6. Up until now, how has the pandemic affected your lifestyle and your work?

This pandemic has affected me in many ways. First, there are few customers now. Most are preferring to stay indoors as directed by the GOK. Also, they fear spending. I guess they're saving money in anticipation of a possible lockdown.

Because of that, and coupled by the GOK directive that we should only carry one passenger, my earnings have reduced by more than a half. Before this pandemic, I used to earn around Kshs 1,500 in a day. Now I can barely make Kshs 500.

I used to make numerous trips carrying those working in EPZ, Portland Cement, Graylands, and many other companies around, but now many of these companies are closed. There are no pupils to carry because schools are also closed. It takes long before I get a customer.

This issue of curfew has reduced the number of hours I work, from 13 hours to only 10 hours.

Also, I have a lot of anxiety and fear whenever I carry passengers who are not wearing masks. I fear I might get the disease and pass it on to my family.
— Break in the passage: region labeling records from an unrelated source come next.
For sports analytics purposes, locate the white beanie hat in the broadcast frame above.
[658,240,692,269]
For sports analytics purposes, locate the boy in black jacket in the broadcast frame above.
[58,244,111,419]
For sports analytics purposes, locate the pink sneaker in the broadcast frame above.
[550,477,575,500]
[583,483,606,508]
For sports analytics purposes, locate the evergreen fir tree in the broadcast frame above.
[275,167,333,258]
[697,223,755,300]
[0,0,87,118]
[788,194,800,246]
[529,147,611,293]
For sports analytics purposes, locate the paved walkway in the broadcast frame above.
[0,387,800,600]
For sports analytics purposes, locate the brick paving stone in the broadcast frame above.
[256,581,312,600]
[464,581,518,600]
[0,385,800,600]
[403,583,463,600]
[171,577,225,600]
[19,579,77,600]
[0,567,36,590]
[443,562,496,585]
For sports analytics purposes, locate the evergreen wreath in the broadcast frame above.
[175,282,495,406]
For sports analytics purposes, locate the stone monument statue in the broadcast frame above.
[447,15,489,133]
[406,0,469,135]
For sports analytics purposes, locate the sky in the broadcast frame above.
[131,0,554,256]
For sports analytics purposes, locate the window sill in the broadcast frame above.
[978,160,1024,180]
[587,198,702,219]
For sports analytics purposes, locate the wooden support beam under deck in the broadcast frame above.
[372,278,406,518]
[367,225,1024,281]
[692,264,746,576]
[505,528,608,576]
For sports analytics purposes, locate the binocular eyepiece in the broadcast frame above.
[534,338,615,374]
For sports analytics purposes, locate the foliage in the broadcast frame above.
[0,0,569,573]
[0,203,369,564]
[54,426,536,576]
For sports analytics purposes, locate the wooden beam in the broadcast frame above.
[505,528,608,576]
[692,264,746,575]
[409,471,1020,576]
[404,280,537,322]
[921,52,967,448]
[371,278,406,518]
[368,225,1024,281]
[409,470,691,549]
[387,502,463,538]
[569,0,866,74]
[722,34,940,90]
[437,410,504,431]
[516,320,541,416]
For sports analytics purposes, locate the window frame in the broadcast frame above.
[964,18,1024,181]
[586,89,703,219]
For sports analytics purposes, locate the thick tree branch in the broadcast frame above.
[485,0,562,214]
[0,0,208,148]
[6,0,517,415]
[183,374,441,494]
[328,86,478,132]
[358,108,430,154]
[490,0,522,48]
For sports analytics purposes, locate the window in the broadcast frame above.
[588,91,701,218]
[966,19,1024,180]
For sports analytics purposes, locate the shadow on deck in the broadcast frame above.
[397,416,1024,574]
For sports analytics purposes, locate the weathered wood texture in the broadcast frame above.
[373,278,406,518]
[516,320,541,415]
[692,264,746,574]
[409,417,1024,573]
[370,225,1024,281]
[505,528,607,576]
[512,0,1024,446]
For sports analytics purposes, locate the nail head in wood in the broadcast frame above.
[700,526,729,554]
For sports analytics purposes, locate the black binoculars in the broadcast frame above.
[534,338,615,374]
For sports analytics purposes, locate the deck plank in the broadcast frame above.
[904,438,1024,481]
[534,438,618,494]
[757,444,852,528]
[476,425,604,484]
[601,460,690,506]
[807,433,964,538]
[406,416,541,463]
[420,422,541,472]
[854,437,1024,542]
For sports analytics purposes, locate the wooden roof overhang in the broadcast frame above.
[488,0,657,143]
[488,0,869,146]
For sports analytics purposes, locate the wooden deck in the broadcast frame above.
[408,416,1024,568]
7. Are you satisfied with what the GOK is doing to contain the situation? If No, what workable solutions would you suggest for GOK?

Yes, they have done a pretty good job. I only wish they could have stopped international passenger flights earlier.
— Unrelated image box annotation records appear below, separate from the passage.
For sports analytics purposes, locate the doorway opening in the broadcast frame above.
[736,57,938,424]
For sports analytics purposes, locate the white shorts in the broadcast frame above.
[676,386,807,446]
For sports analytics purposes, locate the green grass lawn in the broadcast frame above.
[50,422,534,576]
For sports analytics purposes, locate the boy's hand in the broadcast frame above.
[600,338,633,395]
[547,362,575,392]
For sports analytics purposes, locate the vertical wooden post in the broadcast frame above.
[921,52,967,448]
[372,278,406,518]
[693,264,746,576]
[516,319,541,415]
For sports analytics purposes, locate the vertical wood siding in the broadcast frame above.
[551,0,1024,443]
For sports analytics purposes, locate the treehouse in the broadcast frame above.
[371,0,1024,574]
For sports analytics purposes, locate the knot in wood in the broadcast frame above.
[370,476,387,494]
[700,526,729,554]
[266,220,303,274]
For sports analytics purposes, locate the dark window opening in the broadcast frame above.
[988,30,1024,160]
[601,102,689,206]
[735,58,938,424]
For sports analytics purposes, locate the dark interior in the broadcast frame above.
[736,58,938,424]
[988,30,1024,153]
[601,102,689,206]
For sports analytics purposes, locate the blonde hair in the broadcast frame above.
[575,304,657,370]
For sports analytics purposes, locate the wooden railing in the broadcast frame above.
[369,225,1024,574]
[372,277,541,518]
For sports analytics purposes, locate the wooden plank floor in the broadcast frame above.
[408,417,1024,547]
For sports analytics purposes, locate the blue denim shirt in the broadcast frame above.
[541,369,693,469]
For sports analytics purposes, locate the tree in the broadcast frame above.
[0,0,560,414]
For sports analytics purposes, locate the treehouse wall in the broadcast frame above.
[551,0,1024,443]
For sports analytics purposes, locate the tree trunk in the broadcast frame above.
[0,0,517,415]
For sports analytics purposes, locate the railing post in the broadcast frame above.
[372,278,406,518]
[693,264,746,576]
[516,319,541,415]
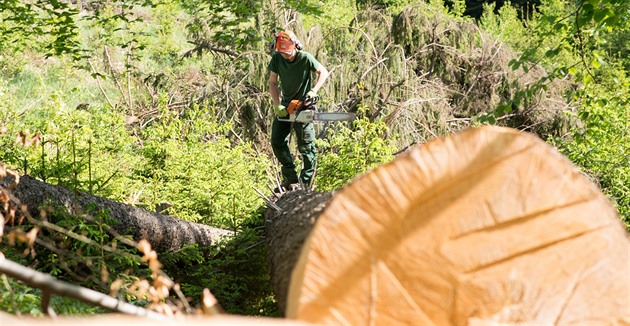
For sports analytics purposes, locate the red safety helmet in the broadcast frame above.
[276,31,297,54]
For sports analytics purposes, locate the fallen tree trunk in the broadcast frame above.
[0,176,231,252]
[266,127,630,325]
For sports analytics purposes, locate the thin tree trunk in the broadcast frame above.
[0,176,231,252]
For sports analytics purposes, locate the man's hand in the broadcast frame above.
[304,89,317,104]
[276,104,289,118]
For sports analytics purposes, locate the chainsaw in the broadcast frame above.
[278,97,355,123]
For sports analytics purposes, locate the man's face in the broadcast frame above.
[280,50,296,61]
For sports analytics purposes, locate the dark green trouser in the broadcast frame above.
[271,119,317,185]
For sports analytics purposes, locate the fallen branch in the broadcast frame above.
[0,256,167,319]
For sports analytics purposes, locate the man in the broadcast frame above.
[268,30,328,190]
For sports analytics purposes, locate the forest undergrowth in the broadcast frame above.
[0,0,630,316]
I also don't understand how a patient who has tested positive for COVID-19 and is admitted in a hospital can escape. I heard that a patient escaped from Mbagathi hospital. If it is true, then I blame the GOK. Yaani, how lazy can they be to allow such a risky thing to happen?

8. What lessons have you learnt from the pandemic so far?

I have learned that the GOK is also caring. They have been cautioning citizens not to be in crowded places. They have been telling us to wash our hands and stay at home. Also, they said they would provide for us free masks. Though I haven't received any mask, I believe they will give out the masks. I never knew our government could do such things. It is long since we felt the government's concerned.

9. If you survive this pandemic, what would you do differently?

If I survive this disease, I will change jobs. Yes, I will not be a Boda Boda operator anymore. It is too risky. Apart from numerous accidents, we, Boda Boda guys, are more exposed to respiratory diseases. In a place like Athi River, we breathe in a lot of dust, which affects our respiratory organs. And now this coronavirus. We are more exposed to it than any other person. I just don't want to risk my life that way.

10. How is your daily routine like?

I wake up at 6 am. Dress and hit the road by 6.20 am.

I usually stay in the field until 10 am when I go back to the house for breakfast. After 20 minutes of breakfast break, I hit the road again till 1 pm.

After lunch, I rest a bit for 30 minutes. I hit the road again from 1.30 pm until around 6.50 pm when I close work and head straight home just before the 7 pm curfew starts.

Tomorrow, the same routine. I haven't thought of staying at home, because I know it will not be easy when money is not there. Just two days ago, my landlord came to ask for rent, and I paid in full. I thought he would be a little more sympathetic to the situation right now but, wapi? So lazima nitoke nje ntafute ya chakula.